11. Met betrekking tot de noodzaak om het bijbehorende erf af te sluiten overweegt de voorzieningenrechter het volgende.
De voorzieningenrechter stelt vast dat (alle) geconstateerde overtredingen van de Opiumwet en de Wwm betrekking hebben op de loods. Op het erf zijn geen drugs of druggerelateerde voorwerpen/goederen/stoffen aangetroffen. Met betrekking tot de stelling van verweerder dat met het sluiten van het erf de toegang tot de loods onmogelijk wordt gemaakt overweegt de voorzieningenrechter dat door het sluiten van de loods de toegang reeds onmogelijk wordt gemaakt. De voorzieningenrechter is dan ook van oordeel dat niet is gebleken dat sluiting van het bijbehorende erf noodzakelijk is. Dat van de sluiting van het erf een andersoortige signaalfunctie uit zou gaan is de voorzieningenrechter niet gebleken en maakt het voorgaande niet anders. Hierbij is tevens van belang dat belanghebbende ter zitting aannemelijk heeft gemaakt dat stalling van de grondverzetmachines op de toegangsweg naar het perceel niet (goed) mogelijk is vanwege de omvang van die machines in relatie tot de breedte van de weg, en het feit dat zijn buurman ook gebruik moet maken van deze weg met soortgelijke grote machines. Dit betekent dat het verzoek om een voorlopige voorziening voor wat dit onderdeel betreft moet worden toegewezen.
Zijn de gevolgen van de sluiting onevenredig ?
12. De voorzieningenrechter is van oordeel dat verzoeker en belanghebbende onvoldoende met verifieerbare (financiële) gegevens hebben onderbouwd dat zij door de sluiting van de loods voor een periode van 24 maanden onevenredig financieel (faillissement) worden geraakt. Gelet op de ter zitting door verzoeker getoonde gegevens wil de voorzieningenrechter aannemen dat verzoeker huurinkomsten heeft uit de verhuur van delen van de loods. Hoe hoog die inkomsten zijn, in hoeverre zij zijn gerelateerd aan de loods, of de huurinkomsten ook in voorliggende periode kunnen worden verwacht, en hoe die inkomsten in verhouding staan tot betalingsverplichtingen zoals de/een hypotheek op de loods is door verzoeker geheel niet inzichtelijk gemaakt. Verder is geheel niet onderbouwd op welke wijze en in welke mate het grondverzetbedrijf financieel wordt geraakt door sluiting van de loods, nu werkzaamheden doorgaans op locatie worden verricht. Dit betekent dat verweerder het belang van sluiting van de loods zwaarder heeft mogen wegen dan de gestelde financiële belangen van verzoeker en belanghebbende.
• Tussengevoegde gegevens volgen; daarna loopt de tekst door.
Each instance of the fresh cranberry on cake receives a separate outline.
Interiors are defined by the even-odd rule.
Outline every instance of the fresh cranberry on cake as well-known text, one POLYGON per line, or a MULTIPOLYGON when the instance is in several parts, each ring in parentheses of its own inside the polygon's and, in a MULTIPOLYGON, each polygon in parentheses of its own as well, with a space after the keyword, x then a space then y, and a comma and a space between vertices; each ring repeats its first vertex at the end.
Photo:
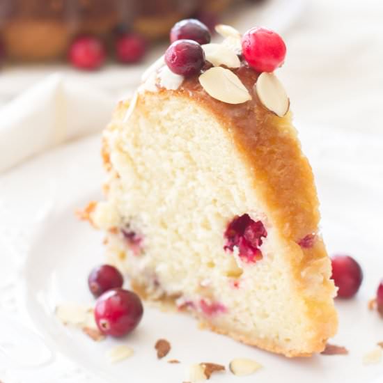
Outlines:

13. De voorzieningenrechter wijst het verzoek om een voorlopige voorziening toe en schorst het primaire besluit met betrekking tot de sluiting van het bijbehorende erf. De voorzieningenrechter wijst het verzoek voor wat betreft de sluiting van de loods af.
14. De voorzieningenrechter veroordeelt verweerder in de door verzoeker gemaakte proceskosten. Deze kosten stelt de voorzieningenrechter op grond van het Besluit proceskosten bestuursrecht voor de door een derde beroepsmatig verleende rechtsbijstand vast op € 1.674,- (1 punt voor het indienen van het verzoekschrift, 1 punt voor het verschijnen ter zitting, met een waarde per punt van € 837 en een wegingsfactor 1).
De voorzieningenrechter stelt de verletkosten van verzoeker vast op (in totaal) € 287,-.